Covid-related patients accounted for a quarter of the occupied beds and 17 per cent of revenues. However given the steadily declining allocated beds to Covid, this could come down further unless there is a further spike in infections. A positive trend is the higher revenues at newer hospitals as compared to the mature hospitals led by higher occupancies and a better mix. The ramp up in new hospitals should add to revenues and margins going ahead for the hospitals segment. Sales of Apollo Health and Lifestyle (diagnostics, preventive healthcare) too saw a 6.4 per cent gain led by higher Covid-related testing. 
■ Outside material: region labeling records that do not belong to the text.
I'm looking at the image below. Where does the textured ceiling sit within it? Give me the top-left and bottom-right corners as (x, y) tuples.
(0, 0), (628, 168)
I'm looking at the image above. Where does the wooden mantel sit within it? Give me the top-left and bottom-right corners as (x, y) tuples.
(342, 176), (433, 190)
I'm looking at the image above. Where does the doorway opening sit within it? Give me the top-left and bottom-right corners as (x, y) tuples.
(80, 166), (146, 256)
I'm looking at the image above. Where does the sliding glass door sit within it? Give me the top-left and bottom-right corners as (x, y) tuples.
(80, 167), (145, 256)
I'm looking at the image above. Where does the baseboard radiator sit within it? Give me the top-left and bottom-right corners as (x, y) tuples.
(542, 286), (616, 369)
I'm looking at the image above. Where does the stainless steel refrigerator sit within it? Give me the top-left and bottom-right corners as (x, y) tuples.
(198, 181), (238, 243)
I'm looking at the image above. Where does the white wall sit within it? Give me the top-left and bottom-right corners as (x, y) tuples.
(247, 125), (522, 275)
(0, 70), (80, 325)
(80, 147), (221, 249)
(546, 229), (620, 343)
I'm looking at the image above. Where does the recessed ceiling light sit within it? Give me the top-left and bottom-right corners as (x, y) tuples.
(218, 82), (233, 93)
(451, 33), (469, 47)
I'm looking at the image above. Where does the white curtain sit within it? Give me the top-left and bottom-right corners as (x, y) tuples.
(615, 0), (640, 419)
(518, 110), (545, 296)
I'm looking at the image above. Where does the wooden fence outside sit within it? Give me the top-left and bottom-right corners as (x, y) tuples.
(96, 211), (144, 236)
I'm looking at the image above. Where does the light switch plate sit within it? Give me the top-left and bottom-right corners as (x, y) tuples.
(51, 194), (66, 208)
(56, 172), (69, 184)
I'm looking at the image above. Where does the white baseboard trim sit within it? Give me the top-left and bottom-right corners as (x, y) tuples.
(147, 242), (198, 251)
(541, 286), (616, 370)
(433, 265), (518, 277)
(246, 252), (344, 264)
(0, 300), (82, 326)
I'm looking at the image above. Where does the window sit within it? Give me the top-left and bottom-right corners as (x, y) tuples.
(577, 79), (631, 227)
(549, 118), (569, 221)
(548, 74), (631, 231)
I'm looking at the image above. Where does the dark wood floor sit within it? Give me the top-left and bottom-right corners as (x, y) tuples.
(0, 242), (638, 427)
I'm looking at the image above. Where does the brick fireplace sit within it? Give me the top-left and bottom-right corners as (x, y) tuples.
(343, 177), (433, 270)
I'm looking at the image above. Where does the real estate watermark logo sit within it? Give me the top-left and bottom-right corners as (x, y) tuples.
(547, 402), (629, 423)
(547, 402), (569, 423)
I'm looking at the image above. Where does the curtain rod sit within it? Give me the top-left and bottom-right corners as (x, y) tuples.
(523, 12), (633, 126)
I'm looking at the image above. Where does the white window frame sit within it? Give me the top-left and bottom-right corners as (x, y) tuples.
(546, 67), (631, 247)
While reported operating profit grew 30 per cent, margins expanded 14.1 per cent (from 10.9 per cent in Q2) due to pharmacy restructuring-led fall in employee costs. The like-for-like growth in the pharmacy business, which accounts for 40 per cent of revenues, came in at 17 per cent. Analysts at ICICI Direct Research expect the pharmacy business, which is into procurement and distribution of pharma, FMCG and private label products to grow at 12 per cent annually over the FY20-23 period. 

With recent fund raising, the company will also be able to reduce its debt which stands at Rs 2,704 crore and fund other projects. Further with major capex behind it and a stronger recovery in operating metrics for key segments expected in CY21, the company could post healthy return ratios going ahead. While the stock has gained 30 per cent over the last three months, given the improvement in Q3 and revenue trajectory going ahead, investors can look at investment for the long term.